To be honest, neither calling it “perfect prediction” (note that the log_softmax result will assign probability mass (log) to non-target classes) nor changing the length in the way you do makes much sense to me. Could just be me, though.

Here is an observation: if your input is longer than your targets the “aligned paths” over which you take probabilities will necessarily include blanks. So if you need enough blanks, assigning a high probability to them will reduce the loss.

Best regards

Thomas

Thanks Thomas, really appreciate your reply! Probably I didn’t explain myself well: I assume perfect_prediction is more similar to ylabel than predict blank, since perfect_prediction contains a prediction path that is exactly the same as ylabel, while predict_blank will only be reconstructed as a empty sequence. If this is right, then why perfect_prediction will ever have a higher loss than predict_blank? (The former should always have lower loss, no?) The experiment on the changing length is less relevant, I’m just surprised this behavior is not monotonic and is related to input_length.

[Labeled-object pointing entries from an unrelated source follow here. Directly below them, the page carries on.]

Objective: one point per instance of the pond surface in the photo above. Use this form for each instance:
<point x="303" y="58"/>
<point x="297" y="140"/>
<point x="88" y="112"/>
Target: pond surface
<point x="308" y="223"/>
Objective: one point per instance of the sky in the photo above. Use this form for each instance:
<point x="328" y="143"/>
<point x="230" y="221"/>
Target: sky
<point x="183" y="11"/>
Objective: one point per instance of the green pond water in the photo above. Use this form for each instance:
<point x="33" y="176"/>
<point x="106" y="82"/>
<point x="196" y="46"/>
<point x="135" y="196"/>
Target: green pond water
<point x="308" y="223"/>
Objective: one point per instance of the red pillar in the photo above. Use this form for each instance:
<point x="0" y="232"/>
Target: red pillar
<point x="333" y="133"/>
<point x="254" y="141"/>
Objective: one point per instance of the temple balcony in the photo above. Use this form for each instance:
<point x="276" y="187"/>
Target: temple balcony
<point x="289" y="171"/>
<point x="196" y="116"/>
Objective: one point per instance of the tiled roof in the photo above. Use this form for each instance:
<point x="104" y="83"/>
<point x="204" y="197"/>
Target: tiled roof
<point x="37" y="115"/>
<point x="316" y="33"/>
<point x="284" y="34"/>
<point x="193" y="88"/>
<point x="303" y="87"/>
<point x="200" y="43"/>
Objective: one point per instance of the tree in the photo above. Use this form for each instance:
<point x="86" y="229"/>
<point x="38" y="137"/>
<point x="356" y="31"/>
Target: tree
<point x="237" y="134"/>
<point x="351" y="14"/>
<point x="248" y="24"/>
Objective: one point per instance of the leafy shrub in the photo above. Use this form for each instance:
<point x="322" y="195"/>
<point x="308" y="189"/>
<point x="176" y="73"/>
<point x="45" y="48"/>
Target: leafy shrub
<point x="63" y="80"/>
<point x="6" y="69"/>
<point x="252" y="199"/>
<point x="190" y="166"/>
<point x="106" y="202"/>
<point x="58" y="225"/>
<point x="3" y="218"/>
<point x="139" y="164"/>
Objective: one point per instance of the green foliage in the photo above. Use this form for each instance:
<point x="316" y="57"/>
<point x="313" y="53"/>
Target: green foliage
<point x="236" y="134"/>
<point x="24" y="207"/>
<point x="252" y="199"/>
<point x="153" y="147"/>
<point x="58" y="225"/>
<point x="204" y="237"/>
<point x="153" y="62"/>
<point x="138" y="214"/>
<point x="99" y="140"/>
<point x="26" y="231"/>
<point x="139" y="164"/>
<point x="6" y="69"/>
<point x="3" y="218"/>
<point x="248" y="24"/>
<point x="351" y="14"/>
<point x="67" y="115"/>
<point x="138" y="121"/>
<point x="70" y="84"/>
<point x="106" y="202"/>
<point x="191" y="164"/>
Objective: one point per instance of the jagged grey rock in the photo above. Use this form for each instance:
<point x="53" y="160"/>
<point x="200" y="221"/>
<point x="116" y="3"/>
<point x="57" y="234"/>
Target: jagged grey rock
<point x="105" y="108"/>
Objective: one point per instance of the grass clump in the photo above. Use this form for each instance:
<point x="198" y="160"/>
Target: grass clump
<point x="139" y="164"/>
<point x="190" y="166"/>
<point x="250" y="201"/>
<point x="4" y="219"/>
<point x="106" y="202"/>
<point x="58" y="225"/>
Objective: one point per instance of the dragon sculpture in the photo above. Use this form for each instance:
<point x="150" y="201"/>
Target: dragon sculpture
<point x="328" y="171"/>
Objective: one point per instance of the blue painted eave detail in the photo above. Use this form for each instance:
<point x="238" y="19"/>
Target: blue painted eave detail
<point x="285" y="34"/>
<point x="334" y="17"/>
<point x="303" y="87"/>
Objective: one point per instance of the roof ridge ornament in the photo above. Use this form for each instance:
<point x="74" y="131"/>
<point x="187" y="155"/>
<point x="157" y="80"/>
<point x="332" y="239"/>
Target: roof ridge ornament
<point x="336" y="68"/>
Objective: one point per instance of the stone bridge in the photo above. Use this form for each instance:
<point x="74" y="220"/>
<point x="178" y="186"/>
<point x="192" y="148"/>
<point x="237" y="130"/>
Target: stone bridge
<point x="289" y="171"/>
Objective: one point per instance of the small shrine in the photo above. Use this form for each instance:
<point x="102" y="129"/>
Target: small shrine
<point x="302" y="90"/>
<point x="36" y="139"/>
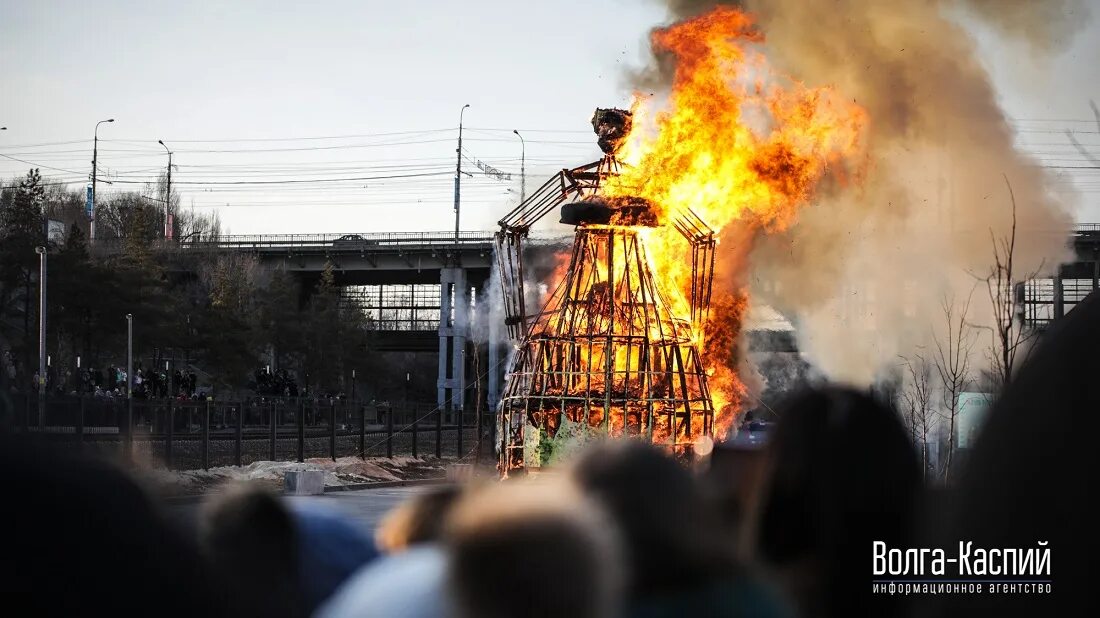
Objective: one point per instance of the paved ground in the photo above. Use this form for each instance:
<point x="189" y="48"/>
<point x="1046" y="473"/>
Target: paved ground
<point x="365" y="506"/>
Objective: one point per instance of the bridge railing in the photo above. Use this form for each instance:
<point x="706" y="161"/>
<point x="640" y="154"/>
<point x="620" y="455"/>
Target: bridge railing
<point x="337" y="241"/>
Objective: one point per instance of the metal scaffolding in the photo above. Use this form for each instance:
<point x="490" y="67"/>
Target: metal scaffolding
<point x="397" y="307"/>
<point x="606" y="353"/>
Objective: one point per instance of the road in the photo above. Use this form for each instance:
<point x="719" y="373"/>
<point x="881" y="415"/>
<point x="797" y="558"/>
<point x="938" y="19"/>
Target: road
<point x="365" y="506"/>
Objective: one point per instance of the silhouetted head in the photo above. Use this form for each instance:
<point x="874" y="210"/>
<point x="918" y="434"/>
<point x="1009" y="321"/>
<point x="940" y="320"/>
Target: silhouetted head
<point x="417" y="520"/>
<point x="842" y="474"/>
<point x="536" y="550"/>
<point x="1030" y="473"/>
<point x="671" y="537"/>
<point x="251" y="540"/>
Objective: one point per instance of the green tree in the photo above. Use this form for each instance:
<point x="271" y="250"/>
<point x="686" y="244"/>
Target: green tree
<point x="22" y="228"/>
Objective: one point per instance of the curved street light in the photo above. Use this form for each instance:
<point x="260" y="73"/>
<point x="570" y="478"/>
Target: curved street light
<point x="167" y="194"/>
<point x="458" y="175"/>
<point x="95" y="158"/>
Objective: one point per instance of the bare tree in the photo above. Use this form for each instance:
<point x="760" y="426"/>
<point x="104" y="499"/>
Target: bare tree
<point x="953" y="365"/>
<point x="1011" y="333"/>
<point x="916" y="409"/>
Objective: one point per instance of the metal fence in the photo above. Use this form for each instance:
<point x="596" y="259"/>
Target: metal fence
<point x="351" y="242"/>
<point x="204" y="434"/>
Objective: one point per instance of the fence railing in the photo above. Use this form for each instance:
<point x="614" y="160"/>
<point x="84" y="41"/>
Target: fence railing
<point x="204" y="434"/>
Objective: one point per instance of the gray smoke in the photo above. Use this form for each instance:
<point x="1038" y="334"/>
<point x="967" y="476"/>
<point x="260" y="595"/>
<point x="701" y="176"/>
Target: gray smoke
<point x="866" y="268"/>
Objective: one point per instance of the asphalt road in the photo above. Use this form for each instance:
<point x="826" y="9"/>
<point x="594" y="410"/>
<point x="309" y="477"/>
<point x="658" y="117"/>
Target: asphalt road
<point x="365" y="506"/>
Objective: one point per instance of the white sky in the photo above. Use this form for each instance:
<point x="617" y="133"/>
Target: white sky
<point x="265" y="79"/>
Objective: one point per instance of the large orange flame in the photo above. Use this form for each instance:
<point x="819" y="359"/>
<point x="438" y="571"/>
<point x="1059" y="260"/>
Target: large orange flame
<point x="738" y="143"/>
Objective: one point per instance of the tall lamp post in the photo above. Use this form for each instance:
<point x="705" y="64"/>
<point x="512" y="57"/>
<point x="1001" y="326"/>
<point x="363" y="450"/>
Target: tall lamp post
<point x="167" y="195"/>
<point x="130" y="355"/>
<point x="95" y="158"/>
<point x="458" y="175"/>
<point x="523" y="166"/>
<point x="42" y="333"/>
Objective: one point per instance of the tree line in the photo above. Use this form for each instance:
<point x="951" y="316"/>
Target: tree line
<point x="217" y="313"/>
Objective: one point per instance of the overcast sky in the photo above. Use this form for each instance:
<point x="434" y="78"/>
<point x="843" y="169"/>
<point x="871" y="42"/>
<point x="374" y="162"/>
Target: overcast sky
<point x="276" y="91"/>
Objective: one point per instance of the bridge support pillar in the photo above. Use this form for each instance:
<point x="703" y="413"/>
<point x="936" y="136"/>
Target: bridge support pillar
<point x="453" y="330"/>
<point x="1059" y="304"/>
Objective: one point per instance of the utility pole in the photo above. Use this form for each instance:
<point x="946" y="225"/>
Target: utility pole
<point x="167" y="195"/>
<point x="95" y="158"/>
<point x="523" y="166"/>
<point x="458" y="176"/>
<point x="42" y="333"/>
<point x="130" y="355"/>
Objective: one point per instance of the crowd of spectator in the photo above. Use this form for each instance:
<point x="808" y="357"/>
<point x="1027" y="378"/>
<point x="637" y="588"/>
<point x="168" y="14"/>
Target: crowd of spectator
<point x="279" y="383"/>
<point x="147" y="383"/>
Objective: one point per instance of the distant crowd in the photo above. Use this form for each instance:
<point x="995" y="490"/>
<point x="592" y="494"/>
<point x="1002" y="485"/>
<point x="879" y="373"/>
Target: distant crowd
<point x="624" y="529"/>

BTW, do you mind explaining ‘So if you need enough blanks, assigning a high probability to them will reduce the loss’? Maybe I’ve missed some part.

The context here is: I’m training an OCR model with CTCLoss, and during training I can see the loss goes down but the model just keep predicting all blanks (seems other people also have similar observation), and I’m not sure where the bug is, which leads to my above loss comparison.

1 Like

Hi, have you solve the problem.

I’m having a similar problem.
It seems some data give me extremely high loss score even when the inference result is perfect. I worry if nn.CTCLoss is even useful.

I want to know how to avoid the problem if possible.

Note that in the above example the inference result is not “perfect” because you need to pass log-softmaxed activations into the ctc loss. This means that the ideal case would be an alignment where all targets except the true target have -inf and the true target has 0.

1 Like

Thank. I got it.

It seems I got big loss because probability of each time steps is relatively small even though they were biggest in the time steps. I don’t know which works better in real world use case between small loss ( predict something extremely confidently ) and relatively big loss ( predict same thing but not for so sure ).